Sampling Reference
API Documentation for the sampling submodule
Corners
Submodule implementing methods for performing Corner Based Sampling
- metworkpy.sampling.corners.corner_sampling(model: Model, n_samples: int = 1000, reaction_list: list[str] | None = None, processes: int | None = None, fva_scale: bool = True, seed: Generator | int | None = None, fva_kwargs: dict[str, Any] | None = None) DataFrame
Perform Corner Based sampling of a Metabolic Model
- Parameters:
model (cobra.Model) – The model to sample from
n_samples (int, default=1000) – The number of samples to generate
reaction_list (list[str], optional) – The set of reactions which could be selected to be a part of the objective during corner sampling (so, for example, you could remove pseudo reactions). Must be a list of reaction ids.
processes (int, optional) – The number of processes to use (note uses joblib, so can be managed via a joblib context)
fva_scale (bool, default=True) – Whether to scale the weights assigned to reactions in the randomized objectives by the maximum (absolute) flux value the associated reaction could achieve
seed (int or np.random.Generator, optional) – Optional seed to use for selection of reactions/weights. Note that this doesn’t garuntee the generated solutions will be the same, only that the objectives selected to generate each will be (so it will depend on solver consistancy if the samples are identical).
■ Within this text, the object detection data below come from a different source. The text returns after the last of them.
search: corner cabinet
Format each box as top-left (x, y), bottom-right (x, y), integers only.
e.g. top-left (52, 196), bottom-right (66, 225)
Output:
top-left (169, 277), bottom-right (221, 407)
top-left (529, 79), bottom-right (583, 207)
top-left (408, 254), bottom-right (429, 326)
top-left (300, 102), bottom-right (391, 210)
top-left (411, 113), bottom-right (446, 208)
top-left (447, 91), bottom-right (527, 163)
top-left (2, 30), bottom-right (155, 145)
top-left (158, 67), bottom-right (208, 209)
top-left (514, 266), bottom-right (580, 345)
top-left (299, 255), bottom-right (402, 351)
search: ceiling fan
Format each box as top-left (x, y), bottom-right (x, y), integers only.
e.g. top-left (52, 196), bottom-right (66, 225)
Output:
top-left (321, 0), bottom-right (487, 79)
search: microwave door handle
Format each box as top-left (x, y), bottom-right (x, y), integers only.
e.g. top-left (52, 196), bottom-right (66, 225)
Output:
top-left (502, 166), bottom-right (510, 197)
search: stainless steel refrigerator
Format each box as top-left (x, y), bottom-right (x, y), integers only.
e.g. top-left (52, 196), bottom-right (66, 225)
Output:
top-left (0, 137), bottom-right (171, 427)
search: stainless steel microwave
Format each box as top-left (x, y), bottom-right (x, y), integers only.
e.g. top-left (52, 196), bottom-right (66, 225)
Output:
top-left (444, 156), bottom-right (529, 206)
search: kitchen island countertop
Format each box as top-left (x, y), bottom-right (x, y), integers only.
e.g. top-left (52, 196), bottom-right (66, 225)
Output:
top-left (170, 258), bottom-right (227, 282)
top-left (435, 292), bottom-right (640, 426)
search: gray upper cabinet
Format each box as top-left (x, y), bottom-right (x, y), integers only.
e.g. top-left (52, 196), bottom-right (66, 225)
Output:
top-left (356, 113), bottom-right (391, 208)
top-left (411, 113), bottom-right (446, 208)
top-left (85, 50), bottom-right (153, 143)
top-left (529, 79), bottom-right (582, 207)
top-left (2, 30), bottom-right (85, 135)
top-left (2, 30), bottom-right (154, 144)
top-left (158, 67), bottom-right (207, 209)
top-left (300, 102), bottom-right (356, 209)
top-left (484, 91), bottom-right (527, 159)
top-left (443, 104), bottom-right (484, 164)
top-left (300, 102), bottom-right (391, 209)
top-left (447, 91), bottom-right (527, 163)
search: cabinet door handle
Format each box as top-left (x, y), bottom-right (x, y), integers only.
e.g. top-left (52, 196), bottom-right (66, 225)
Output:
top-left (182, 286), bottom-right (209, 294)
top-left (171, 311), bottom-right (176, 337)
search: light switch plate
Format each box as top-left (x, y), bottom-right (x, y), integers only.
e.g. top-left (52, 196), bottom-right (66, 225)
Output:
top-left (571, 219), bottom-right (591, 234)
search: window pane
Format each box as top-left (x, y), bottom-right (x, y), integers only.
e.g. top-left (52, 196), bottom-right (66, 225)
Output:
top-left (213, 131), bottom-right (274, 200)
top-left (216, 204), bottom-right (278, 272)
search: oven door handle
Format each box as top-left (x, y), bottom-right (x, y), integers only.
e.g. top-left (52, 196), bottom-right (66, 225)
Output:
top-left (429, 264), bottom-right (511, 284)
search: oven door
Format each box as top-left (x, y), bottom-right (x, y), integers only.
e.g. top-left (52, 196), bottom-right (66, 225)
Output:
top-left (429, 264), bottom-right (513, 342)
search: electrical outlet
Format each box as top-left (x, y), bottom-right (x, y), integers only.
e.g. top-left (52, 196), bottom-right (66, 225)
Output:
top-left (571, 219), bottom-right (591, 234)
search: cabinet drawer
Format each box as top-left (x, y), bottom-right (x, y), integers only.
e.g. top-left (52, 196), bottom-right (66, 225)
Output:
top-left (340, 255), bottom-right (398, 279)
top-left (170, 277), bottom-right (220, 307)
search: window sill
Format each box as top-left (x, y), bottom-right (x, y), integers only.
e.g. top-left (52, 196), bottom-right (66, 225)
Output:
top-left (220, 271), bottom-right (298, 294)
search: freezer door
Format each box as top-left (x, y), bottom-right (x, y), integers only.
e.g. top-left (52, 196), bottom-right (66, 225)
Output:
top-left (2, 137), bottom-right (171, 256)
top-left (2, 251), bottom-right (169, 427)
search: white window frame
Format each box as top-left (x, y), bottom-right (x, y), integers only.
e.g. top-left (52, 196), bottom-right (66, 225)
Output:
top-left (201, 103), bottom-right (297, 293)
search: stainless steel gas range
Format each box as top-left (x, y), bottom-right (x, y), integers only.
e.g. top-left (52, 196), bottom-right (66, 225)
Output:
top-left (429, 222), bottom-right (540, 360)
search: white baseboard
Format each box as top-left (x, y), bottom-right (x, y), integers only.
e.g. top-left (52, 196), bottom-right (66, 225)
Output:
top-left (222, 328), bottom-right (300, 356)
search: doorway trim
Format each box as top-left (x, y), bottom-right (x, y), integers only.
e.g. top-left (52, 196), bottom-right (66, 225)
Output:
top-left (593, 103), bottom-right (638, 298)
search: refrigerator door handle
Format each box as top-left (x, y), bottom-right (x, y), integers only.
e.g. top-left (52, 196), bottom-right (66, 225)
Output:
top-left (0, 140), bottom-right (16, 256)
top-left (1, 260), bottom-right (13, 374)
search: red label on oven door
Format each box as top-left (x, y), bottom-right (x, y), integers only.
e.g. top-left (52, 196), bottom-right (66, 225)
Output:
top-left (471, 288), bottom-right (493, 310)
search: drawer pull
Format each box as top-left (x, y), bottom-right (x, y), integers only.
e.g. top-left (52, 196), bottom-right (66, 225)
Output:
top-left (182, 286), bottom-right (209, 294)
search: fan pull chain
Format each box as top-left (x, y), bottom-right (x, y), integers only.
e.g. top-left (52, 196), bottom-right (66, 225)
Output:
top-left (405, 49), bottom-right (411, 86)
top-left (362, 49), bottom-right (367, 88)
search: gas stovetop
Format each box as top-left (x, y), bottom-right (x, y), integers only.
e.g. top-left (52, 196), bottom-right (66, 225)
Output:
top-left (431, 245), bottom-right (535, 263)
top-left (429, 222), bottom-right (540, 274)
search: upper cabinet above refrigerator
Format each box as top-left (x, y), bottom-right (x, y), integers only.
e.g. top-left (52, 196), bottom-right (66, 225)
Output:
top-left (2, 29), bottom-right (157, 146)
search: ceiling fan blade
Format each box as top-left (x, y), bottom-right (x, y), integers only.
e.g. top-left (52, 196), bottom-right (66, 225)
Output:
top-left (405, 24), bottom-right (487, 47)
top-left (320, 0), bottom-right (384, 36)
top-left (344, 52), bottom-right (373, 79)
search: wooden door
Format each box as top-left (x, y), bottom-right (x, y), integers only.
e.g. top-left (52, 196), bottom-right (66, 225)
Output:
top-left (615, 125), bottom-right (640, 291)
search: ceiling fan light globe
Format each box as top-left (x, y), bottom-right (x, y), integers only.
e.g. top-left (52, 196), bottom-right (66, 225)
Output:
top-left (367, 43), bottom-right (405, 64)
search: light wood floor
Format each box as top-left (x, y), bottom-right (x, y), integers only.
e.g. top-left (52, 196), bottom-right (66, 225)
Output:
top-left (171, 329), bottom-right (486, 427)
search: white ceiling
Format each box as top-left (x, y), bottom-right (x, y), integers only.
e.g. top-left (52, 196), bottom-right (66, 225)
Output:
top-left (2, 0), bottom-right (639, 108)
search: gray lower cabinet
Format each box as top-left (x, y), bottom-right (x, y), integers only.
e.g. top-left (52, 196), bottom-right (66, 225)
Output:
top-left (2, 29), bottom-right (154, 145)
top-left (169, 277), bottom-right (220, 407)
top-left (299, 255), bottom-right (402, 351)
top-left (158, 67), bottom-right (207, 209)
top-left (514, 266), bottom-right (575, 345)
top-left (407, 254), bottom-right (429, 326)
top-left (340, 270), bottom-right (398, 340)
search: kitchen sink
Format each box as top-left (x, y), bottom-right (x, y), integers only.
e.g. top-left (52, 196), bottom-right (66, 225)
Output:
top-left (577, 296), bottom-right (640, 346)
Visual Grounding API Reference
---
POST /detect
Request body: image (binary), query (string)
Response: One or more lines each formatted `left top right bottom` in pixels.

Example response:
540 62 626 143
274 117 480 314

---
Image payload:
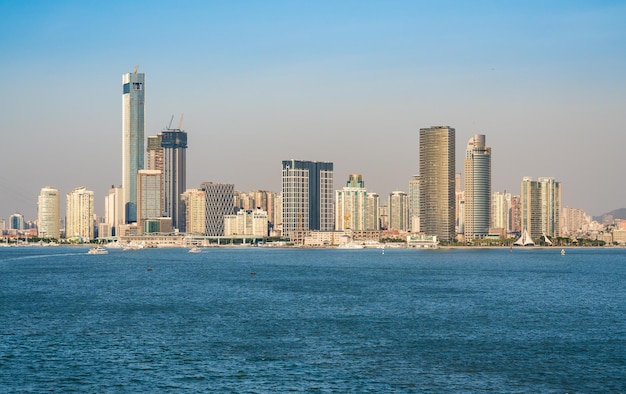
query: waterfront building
388 191 409 231
520 177 561 238
491 192 512 233
464 134 491 240
9 212 26 230
224 208 268 237
65 186 94 242
122 68 145 223
202 182 235 236
104 185 124 237
561 207 588 236
37 186 61 239
137 170 163 234
181 189 206 235
161 129 187 232
454 172 465 234
335 174 367 231
365 193 380 231
282 160 335 237
419 126 456 243
408 175 420 233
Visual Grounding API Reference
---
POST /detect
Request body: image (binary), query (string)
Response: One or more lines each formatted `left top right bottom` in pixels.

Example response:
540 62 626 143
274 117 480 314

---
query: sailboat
513 230 535 246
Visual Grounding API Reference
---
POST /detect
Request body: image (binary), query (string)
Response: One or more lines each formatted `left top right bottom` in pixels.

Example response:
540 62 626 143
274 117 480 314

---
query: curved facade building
419 126 456 242
37 186 61 238
464 134 491 240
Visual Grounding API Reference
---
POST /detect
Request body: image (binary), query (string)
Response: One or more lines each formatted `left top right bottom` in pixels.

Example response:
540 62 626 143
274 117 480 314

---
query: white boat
337 242 363 249
87 246 109 254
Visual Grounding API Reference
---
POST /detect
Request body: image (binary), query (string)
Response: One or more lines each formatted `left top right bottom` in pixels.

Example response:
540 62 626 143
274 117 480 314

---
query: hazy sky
0 0 626 220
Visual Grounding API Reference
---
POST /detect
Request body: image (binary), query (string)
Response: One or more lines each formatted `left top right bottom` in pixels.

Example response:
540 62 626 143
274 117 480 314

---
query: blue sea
0 247 626 393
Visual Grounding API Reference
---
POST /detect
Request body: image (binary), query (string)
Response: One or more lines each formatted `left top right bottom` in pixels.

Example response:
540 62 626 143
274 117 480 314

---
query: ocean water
0 247 626 393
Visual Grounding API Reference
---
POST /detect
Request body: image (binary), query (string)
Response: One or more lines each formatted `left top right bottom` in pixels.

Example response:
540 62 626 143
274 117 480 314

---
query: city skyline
0 1 626 220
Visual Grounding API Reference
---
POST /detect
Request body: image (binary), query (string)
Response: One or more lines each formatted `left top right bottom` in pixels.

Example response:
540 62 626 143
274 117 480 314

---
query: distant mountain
593 208 626 223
fva_kwargs (dict of str to Any) – Key word arguments passed to cobra.flux_analysis.flux_variability_analysis, by default this will have the fraction_of_optimum set to 0.0, so that the objective function doesn’t impact the sampling.
- Returns:
samples – A DataFrame of the generated samples, with shape (n_samples, n_reactions), and with columns named after the reaction ids in the model, and each row representing a random sample.
- Return type:
pd.DataFrame
Notes
Corner Based sampling iteratively creates a random objective function, and then optimizes it, storing the resulting flux distribution. It creates a random objective function by first selecting a value $ au$, which is the proportion of reactions that will be involved. Then, for it chooses a subset of reaction based on this proportion, and for each assigns a random weight between -1 and 1. These weights can be optionally scaled using flux variability analysis. The objective of the FBA problem is them set to be the weighted sum of the fluxes of the selected reactions (weighted by the randomly generated weights).
This method is based on the method discussed in “Adjusting for false discoveries in constraint-based differential metabolic flux analysis”, by Bruno G. Galuzzi, Luca Milazzo, and Chiara Damiani.
References
Galuzzi, B. G., Milazzo, L., & Damiani, C. (2024). Adjusting for false discoveries in constraint-based differential metabolic flux analysis. Journal of Biomedical Informatics, 150, 104597. https://doi.org/10.1016/j.jbi.2024.104597
Diagnostics
Submodule containing some diagnostics for convergence of sampling
- metworkpy.sampling.diagnostics.geweke(samples: DataFrame, first: float = 0.1, last: float = 0.5) Series
Compute the Geweke diagnostic for a set of samples
- Parameters:
samples (pd.DataFrame) – A DataFrame of samples, the columns should be the variables being sampled, and the rows should represent the samples (in the order they were acquired).
first (float,default=0.1) – First portion of the sampling chain
last (float, default=0.5) – Last portion of the sampling chain
Returns
pd.Series – The Geweke diagnostic for each column of the DataFrame, the index of the Series will match the columns of the input DataFrame
Upsampling
Submodule for upsampling from a set of points in a convex polytope
- metworkpy.sampling.upsampling.upsample(samples: DataFrame, n_samples: 1000, processes: int | None = None, seed: Generator | int | None = None) DataFrame
Perform upsampling of samples drawn from a convex polytope
- Parameters:
samples (pd.DataFrame) – Samples taken from a convex polytope, for example using the metworkpy.sampling.corner_sampling function.
n_samples (int, default=1000) – The number of additional samples to generate
processes (int, optional) – Number of processes for performing the calculations
seed (int or np.random.Generator, optional) – Seed for the random number generator performing the sampling
- Returns:
samples – A DataFrame of the original samples, with shape (n+n_samples, m) where the original samples DataFrame had shape (n,m). That is, it is the orignal DataFrame with the additional samples appended to the end. The column named remain unchanged.
- Return type:
pd.DataFrame
Notes
This method iteratively selects a random proportion of the samples in the original sample array, and treats these samples as corners and samples from the interior of the polytope they describe.